However, the bid team saved $950,000 ($1 million/£633,114) in the wake of the bid's failure by backtracking on planned investment towards developing football in Asia.
Today the FFA said it was pleased to be able to draw a line under the bid and move on, with the focus now on the launch of the new A-League season.
"Although the submission of this report was a formality it was also an important milestone for FFA under our obligations contained in the funding agreement," Buckley said.
"The acceptance of the report marks the end of the bid process and with our commitments to the Federal Government around the bid now complete we can close the chapter on this stage of our history."
The failed bid saw Australia being eliminated at the first ballot after receiving just one vote during a FIFA Exeuctive Committee meeting in Zurich in December last year.

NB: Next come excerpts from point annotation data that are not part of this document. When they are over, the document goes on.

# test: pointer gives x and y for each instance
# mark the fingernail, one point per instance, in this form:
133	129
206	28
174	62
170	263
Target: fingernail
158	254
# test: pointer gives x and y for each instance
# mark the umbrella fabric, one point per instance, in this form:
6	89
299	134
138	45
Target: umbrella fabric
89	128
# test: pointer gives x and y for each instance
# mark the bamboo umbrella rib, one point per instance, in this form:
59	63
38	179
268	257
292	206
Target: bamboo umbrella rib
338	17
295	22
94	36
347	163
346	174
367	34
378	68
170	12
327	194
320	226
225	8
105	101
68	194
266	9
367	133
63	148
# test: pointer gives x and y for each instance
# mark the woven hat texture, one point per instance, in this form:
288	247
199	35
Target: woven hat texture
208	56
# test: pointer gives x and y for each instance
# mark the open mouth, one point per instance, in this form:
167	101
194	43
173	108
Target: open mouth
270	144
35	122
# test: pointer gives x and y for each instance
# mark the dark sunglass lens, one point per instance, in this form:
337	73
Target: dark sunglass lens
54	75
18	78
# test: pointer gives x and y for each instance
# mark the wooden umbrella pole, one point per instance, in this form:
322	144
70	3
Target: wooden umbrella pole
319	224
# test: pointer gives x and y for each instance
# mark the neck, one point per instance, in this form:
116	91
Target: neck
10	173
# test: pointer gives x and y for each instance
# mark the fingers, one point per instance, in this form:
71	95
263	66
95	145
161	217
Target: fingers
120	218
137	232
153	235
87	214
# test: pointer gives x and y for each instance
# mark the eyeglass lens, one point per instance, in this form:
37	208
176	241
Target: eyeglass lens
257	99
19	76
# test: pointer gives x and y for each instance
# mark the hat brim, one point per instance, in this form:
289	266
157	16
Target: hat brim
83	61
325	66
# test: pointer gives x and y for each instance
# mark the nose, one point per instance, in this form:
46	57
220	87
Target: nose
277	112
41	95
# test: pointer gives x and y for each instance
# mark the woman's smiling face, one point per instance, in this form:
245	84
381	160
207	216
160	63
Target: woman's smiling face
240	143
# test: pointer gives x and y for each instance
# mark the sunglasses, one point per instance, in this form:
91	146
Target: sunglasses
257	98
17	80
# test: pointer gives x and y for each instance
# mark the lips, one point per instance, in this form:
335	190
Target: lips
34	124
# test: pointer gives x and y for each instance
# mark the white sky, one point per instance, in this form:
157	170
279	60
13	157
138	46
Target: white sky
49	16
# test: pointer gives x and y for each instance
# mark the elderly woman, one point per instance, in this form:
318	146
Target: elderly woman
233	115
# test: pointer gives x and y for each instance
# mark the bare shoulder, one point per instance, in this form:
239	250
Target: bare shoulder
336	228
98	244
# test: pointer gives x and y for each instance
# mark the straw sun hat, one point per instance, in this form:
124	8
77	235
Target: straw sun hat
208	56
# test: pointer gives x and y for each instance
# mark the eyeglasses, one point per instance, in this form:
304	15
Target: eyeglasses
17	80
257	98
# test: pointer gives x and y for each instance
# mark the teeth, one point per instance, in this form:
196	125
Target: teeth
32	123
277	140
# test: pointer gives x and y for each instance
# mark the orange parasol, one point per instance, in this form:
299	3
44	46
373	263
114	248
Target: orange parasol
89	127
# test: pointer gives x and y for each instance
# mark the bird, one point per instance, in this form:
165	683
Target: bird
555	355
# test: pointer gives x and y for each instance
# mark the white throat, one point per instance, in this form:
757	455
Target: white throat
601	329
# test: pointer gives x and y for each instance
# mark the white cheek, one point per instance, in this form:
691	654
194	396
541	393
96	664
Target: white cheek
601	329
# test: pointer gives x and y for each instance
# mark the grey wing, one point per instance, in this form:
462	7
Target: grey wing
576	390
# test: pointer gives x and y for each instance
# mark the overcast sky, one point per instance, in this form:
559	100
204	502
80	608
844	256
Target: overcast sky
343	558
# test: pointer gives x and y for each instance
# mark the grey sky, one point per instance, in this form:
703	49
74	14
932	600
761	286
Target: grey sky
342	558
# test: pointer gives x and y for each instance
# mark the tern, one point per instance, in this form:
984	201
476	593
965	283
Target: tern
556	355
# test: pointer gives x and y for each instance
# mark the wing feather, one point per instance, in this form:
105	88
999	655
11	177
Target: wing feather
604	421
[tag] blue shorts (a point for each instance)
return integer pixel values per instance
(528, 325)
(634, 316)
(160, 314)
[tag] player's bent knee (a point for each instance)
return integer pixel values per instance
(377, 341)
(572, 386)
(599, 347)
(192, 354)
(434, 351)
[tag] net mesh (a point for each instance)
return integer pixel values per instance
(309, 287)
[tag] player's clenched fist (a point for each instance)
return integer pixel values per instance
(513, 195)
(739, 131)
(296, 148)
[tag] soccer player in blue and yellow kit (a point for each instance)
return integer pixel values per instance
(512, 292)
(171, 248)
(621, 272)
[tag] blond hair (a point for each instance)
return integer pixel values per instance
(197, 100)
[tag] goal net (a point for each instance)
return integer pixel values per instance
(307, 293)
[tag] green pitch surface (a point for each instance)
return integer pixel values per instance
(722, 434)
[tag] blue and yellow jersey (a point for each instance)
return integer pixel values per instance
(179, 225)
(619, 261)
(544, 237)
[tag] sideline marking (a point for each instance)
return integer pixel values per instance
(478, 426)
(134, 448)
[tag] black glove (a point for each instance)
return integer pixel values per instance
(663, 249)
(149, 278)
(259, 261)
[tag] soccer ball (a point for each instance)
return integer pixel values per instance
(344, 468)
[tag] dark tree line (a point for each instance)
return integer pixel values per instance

The submission of the financial report came after a number of the country's sport officials found themselves swamped in controversy and Sports Minister Mark Arbib was forced to answer questions on how the $45.86 million ($48.72 million/£30.56 million) Government grant for the bid was spent.
"We were all disappointed with the result of the decision and we are on record as saying that we believe the bid process was flawed," Buckley added.
"However, we are very proud of the bid we submitted on behalf of Australia which was widely acknowledged as technically strong.
"We will now continue to focus on the job at hand of optimising the Hyundai A-League, creating value for and connecting the 1.7 million-strong grassroots football community and ensuring our national teams have the best possible chance of qualifying for their respective international contests."
Original sums are published in Australian dollars.